Doch Ziel des Ganzen ist nach wie vor – hier bin ich wieder bei Marcella Hazan – ein hervorragender Geschmack, bzw. etwas breiter: ein hervorragendes kulinarisches Erlebnis. Die Bedeutung des Kontextes, die etwa in der Küche Heston Blumenthals (The Fat Duck) eine zentrale Bedeutung hat, spielt Marcella immer wieder runter. Für sie sind das „incidentals“, die „may add circumstantial interest to the business of eating, but they add nothing to taste and signify nothing when taste is lacking“. Da ist die Geschmacksforschung mittlerweile anderer Ansicht und hat immer wieder belegt, welche Bedeutung z.B. das Aussehen eines Gerichtes sowie das, was wir darüber denken, für die empirische Geschmackswahrnehmung besitzt. Wenn es um diesen Aspekt geht, kann das Esperanto der Molekularen Küche tatsächlich eine wichtige Bereicherung der Geschichte des Essens darstellen.

(Abbildung oben: „ordering food without spoken language“ von Padday)

Tradition und Wissenschaft

Wieder mal ein übliches Missverständnis der molekularen Gastronomie. Gefragt, was denn die italienischen Köche von diesem (Reiz-)thema halten, antwortet Nancy Harmon Jenkins, New York Times-Autorin und Verfasserin einiger mediterraner Kochbücher:

They don’t think about it all . . . which is not to say everything is hidebound by tradition. But still there is a very profound sense of being Italian – not even Italian, of being Calabrian or being Sicilian.

Da hätte sie doch besser einmal einen Blick in Ferran Adriàs Manifest der neuen Avantgarde-Küche geworfen, in dem der 16. Punkt wie folgt lautet:

das ursprüngliche als stil ist ein gefühl der verbindung mit dem eigenen geografischen und kulturellen kontext, wie auch mit dessen kulinarischer tradition. die verbundenheit mit der natur ergänzt und bereichert diese beziehung mit der umwelt.

Oder einmal einen Blick auf die Gerichte geworfen, die Heston Blumenthal in The Fat Duck serviert. Traditionslosigkeit? Keine Spur. Eher eine Modernisierung der Tradition mit Elementen einer wissenschaftlich-experimenteller Herangehensweise.

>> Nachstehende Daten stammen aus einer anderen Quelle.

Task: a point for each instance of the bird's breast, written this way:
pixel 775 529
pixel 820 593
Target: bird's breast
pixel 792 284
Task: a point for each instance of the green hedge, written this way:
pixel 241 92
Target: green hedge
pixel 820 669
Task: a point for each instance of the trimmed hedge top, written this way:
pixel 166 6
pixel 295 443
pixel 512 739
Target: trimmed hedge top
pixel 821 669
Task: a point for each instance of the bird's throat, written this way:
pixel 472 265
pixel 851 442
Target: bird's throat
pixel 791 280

Molekulare Gastronomie auf hoher See

serena.pngWährend sich die deutschen Printmedien immer wieder in ihrer „kulturkritischen“ molekular-aversiven Haltung gefallen, scheint in Kanada zur Zeit genau das Gegenteil zu passieren. Alle paar Tage liest man in den Zeitungen voller Hingabe geschriebene Liebeserklärungen an Stickstoff, Gel und Schaum. Gerade eben war wieder einmal der Toronto Star dran, in dem Heather Greenwood Davis die molekulare Küche an Bord des Luxuskreuzschiffs „Costa Serena“ (mit 3780 Passagieren in Europa Spitze) beschreibt:

And as the doors swing open and sous-chef Fiori makes his way to the table with his tell-tale jug in hand, it’s all I can do to restrain myself from jumping up and down in my seat, clapping my hands and saying in a voice like my 2-year-old: „Do it again! Do it again!“

Das Menü wurde entworfen von dem italienischen Sternekoch Ettore Bocchia („Mistral“ im Grand Hotel Villa Serbelloni, Bellagio). Wahrscheinlich ist es aber ein Bärendienst an der molekularen Gastronomie, sie als „scary name for a simple idea – taking food down to its scientific core and then messing around with it a little“ zu banalisieren, wie Davis es in ihrem Artikel tut.